Ahmed Ali from Basuli village of Khansama upazila, said, "We have been cultivating safe vegetables ever since we came to know that chemical fertilisers and pesticides harm people as well as land. I have been cultivating in a safe way for about three years and it is quite profitable. The demand for these vegetables is much higher in the market and the price is also good."
Another farmer, Sumi Akhter, said, "We farmers in this area have decided not to poison people by using toxic chemicals in cultivation. Most farmers in this area produce safe vegetables."
Garlic changes fortunes
Many farmers of Khansama upazila prefer to grow garlic as it is more profitable with less labour.
According to the Upazila Agriculture Office, garlic has been cultivated on 2,950 hectares of land in the upazila this season, which was 3,750 hectares last year. Garlic is mostly grown in the villages of Jugirghopa, Kayempur, Jowar, Kachinia, Agra, Guliyara and Goaldihi in the upazila.
Alamin Islam, a farmer from Guliyara village, said he has cultivated garlic on five bighas of land this year.
"The labour cost of cultivating garlic on a bigha of land is Tk12,000. The cost of seeds, fertiliser, pesticide and irrigation is Tk24,000, and the cost of harvesting, sorting and marketing is Tk20,000. An acre of land can produce 35 maunds of garlic with a market price of Tk1.5 lakh. As such, the profit on one bigha of land is about Tk50,000," he said.
Smile of sunflowers
The cultivation of sunflower has added a new dimension to the agricultural landscape of Khansama upazila. The soil quality and climate of this region are suitable for sunflower cultivation and the interest of farmers is increasing.

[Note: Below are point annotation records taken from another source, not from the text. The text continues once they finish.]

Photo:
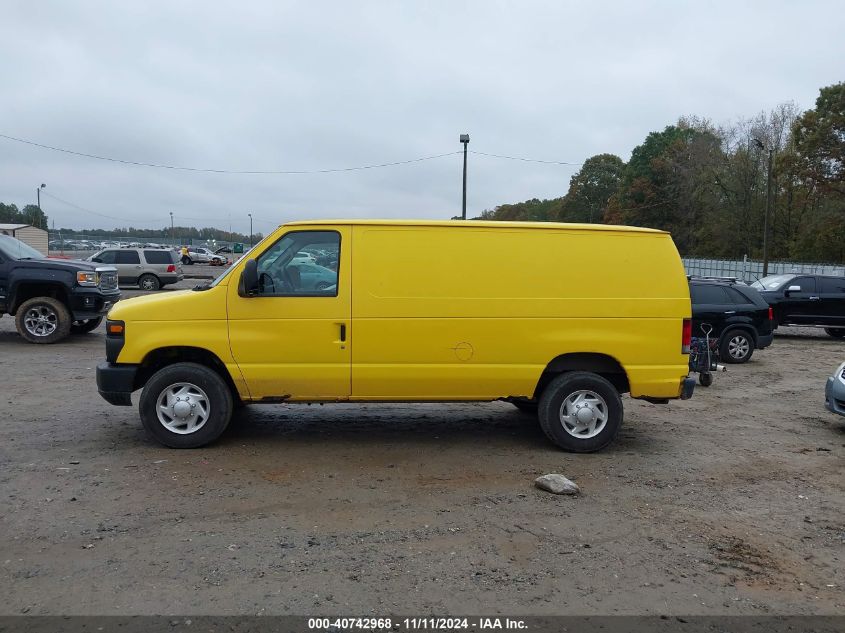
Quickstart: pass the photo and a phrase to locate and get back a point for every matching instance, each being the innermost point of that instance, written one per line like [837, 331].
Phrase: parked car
[834, 391]
[199, 255]
[51, 298]
[806, 300]
[149, 268]
[741, 319]
[433, 312]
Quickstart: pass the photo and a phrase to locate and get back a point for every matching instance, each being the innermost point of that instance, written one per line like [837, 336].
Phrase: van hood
[179, 305]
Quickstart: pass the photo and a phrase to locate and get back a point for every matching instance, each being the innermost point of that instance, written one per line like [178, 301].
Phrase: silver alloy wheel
[183, 408]
[41, 320]
[583, 414]
[739, 346]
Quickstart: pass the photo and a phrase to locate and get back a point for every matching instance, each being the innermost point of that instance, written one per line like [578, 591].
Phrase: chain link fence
[749, 270]
[82, 245]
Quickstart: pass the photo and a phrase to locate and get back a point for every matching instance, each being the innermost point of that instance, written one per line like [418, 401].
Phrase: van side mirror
[248, 286]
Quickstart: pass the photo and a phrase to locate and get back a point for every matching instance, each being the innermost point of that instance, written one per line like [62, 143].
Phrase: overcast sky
[275, 85]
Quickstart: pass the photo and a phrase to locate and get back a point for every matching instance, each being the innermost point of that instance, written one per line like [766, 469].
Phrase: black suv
[797, 299]
[51, 298]
[741, 319]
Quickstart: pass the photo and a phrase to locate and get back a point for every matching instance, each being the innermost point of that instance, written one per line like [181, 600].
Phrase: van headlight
[86, 278]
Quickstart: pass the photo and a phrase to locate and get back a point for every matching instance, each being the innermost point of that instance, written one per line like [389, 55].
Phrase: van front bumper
[687, 387]
[115, 383]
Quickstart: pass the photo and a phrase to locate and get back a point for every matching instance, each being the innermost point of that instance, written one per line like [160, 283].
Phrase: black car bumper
[116, 383]
[90, 303]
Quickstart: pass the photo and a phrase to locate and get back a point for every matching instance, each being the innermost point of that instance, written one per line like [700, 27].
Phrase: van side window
[127, 257]
[300, 263]
[158, 257]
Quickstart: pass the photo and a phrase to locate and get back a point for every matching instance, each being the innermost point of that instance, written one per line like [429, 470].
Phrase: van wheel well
[24, 292]
[161, 358]
[601, 364]
[748, 329]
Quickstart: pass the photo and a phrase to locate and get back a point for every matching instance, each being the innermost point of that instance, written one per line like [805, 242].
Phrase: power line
[525, 160]
[224, 171]
[102, 215]
[163, 220]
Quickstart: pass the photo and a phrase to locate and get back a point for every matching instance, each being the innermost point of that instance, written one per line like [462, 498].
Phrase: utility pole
[38, 194]
[465, 140]
[767, 220]
[767, 216]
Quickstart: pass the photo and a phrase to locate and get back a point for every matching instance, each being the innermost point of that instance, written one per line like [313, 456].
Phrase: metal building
[28, 234]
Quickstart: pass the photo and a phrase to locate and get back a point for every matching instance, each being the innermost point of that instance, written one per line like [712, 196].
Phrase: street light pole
[465, 140]
[38, 194]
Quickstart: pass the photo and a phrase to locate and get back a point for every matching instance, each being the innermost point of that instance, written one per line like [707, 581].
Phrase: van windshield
[15, 249]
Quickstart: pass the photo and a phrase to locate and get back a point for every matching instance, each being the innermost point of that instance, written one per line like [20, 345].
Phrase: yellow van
[558, 319]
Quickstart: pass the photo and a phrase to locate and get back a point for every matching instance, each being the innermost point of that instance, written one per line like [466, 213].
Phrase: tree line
[32, 214]
[707, 185]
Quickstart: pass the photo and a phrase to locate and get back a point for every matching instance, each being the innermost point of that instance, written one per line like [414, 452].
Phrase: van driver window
[301, 263]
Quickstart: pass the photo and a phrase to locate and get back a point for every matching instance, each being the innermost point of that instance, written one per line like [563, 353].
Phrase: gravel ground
[730, 503]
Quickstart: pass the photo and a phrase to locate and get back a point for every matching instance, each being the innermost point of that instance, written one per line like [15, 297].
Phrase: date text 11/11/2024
[415, 624]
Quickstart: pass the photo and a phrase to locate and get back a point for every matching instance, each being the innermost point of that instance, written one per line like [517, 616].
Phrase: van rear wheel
[186, 405]
[580, 412]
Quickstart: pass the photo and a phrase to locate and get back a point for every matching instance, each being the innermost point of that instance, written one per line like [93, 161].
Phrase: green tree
[819, 137]
[591, 188]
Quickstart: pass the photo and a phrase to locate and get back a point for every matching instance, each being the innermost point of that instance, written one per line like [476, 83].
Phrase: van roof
[481, 223]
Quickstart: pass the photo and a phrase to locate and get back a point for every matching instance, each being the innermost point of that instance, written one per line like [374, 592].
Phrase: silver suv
[148, 268]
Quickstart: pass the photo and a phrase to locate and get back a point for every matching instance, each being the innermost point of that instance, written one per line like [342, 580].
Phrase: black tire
[85, 325]
[736, 347]
[149, 282]
[567, 385]
[526, 406]
[212, 389]
[43, 320]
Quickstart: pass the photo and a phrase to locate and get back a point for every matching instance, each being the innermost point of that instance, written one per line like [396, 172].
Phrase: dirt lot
[730, 503]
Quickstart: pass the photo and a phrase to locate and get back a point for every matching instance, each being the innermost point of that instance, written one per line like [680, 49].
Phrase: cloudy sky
[273, 85]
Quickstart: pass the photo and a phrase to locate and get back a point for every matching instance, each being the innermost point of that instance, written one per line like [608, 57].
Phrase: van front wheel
[580, 412]
[186, 405]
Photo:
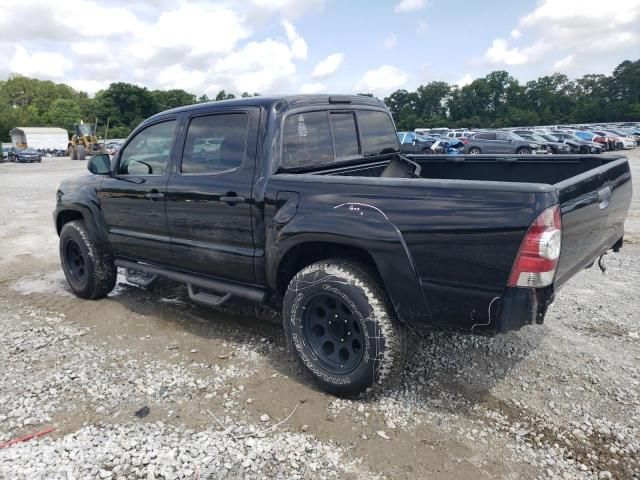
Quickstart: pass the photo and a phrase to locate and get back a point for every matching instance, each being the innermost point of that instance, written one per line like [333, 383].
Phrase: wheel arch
[379, 246]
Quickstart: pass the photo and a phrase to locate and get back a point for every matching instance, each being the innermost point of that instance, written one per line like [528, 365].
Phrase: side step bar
[255, 294]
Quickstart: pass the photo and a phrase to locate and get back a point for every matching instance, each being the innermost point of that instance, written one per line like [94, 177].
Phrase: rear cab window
[318, 138]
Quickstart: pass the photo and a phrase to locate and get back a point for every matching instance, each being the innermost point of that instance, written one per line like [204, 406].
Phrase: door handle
[153, 196]
[604, 197]
[232, 199]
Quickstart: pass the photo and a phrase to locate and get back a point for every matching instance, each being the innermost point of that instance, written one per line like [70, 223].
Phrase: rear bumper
[520, 307]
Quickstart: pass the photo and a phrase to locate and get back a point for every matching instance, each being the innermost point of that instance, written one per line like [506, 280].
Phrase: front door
[133, 200]
[209, 195]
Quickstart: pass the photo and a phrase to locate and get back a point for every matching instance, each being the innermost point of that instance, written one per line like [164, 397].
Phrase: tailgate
[593, 206]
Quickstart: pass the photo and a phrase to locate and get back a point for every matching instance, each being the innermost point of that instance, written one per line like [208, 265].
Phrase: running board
[139, 278]
[255, 294]
[206, 298]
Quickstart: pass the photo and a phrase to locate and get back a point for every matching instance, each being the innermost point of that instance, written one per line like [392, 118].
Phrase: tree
[166, 99]
[125, 104]
[63, 113]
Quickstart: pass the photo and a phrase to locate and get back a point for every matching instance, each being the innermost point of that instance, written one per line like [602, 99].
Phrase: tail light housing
[537, 259]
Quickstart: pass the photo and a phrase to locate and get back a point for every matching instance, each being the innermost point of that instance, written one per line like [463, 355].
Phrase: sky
[309, 46]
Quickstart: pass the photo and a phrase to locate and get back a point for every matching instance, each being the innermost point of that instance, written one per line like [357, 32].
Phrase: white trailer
[40, 137]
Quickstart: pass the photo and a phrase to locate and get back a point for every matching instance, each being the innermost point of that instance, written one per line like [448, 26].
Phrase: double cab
[306, 201]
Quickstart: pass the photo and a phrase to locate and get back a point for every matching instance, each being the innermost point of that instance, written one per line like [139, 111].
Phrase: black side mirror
[100, 164]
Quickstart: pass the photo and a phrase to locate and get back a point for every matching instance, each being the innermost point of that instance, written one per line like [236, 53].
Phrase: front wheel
[90, 271]
[340, 325]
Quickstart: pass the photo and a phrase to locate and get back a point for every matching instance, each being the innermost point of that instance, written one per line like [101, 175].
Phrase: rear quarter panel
[454, 240]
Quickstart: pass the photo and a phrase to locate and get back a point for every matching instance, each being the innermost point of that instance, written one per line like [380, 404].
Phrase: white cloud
[499, 53]
[572, 29]
[381, 80]
[564, 63]
[298, 45]
[465, 80]
[197, 46]
[313, 87]
[409, 6]
[290, 8]
[328, 66]
[390, 42]
[42, 64]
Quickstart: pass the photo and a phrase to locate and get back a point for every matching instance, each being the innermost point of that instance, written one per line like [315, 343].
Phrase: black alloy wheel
[333, 332]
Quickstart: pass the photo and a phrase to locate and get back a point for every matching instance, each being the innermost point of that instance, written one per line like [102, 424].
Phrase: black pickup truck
[307, 202]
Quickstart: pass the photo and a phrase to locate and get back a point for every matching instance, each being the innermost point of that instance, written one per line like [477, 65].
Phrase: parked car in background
[574, 146]
[5, 153]
[627, 139]
[584, 146]
[590, 136]
[25, 155]
[552, 147]
[500, 142]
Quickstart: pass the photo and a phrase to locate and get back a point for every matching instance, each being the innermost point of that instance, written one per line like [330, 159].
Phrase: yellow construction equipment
[84, 142]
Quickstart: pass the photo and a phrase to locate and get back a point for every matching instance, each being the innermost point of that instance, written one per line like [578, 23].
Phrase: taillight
[537, 259]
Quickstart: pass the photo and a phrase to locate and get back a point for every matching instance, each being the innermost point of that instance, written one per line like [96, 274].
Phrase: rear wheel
[90, 271]
[341, 327]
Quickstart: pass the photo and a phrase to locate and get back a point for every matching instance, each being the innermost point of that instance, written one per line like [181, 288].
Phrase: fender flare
[362, 226]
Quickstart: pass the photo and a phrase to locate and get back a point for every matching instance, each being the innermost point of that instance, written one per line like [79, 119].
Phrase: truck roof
[291, 101]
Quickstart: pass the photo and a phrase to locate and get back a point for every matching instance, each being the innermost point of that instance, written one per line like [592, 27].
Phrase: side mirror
[100, 164]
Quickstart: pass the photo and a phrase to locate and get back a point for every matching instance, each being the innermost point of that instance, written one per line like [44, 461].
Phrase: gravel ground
[144, 384]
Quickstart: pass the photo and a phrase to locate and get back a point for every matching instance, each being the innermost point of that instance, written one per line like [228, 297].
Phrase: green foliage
[495, 100]
[28, 102]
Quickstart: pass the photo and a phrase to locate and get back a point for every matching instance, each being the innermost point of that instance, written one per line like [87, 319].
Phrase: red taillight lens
[537, 259]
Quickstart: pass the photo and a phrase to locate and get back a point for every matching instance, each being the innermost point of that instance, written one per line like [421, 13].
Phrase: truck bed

Most of the sunflower cultivation is being done in Angarpara, Bhandardah, Gobindpur, Chhatiangarh, Agra, Margao villages.
The agriculture office has also undertaken programmes to provide seeds to 30 farmers to cultivate sunflower on 30 bighas of land in eight unions.
Sariful Islam, a farmer from Gobindpur village says the cost of cultivating sunflower on a bigha of land is around Tk5,000 to Tk6,000 and yield is available in three to three and a half months. Sunflower seeds harvested from a bigha of land can sell for Tk25,000 to Tk30,000.
Another farmer, Humayun Kabir, said, "You can have more profit at lower cost with sunflower. The government gives the seeds and there is no problem in farming. A good yield is available with irrigating only twice and most of the sunflower plants can also be sold as fuel."
Jahedul Islam, deputy assistant agriculture officer of the upazila said, "There is a huge shortage of edible oil in Bangladesh. Every year 14 to 20 lakh tons of edible oil have to be imported so the government is encouraging sunflower cultivation."
The upazila agriculture office provides all kinds of assistance to farmers for cultivating different crops including sunflower. The authorities also bring companies to buy sunflower seeds directly from the farmers. Farmers are also being trained and advised on modern techniques to increase production.
Basudeb Roy, agriculture officer of Khansama upazila, said, "Potato export, Japanese sweet potato cultivation, safe vegetables, garlic and sunflower cultivation will take the upazila one step ahead. We are providing necessary assistance and advice to farmers to increase production of these crops."
"Due to good weather, more than 10 tons of vegetables per hectare are expected to be harvested this year. Farmers are also being encouraged and assisted to grow improved varieties of BARI Garlic-1 and BARI Garlic-3 for higher yield," he added.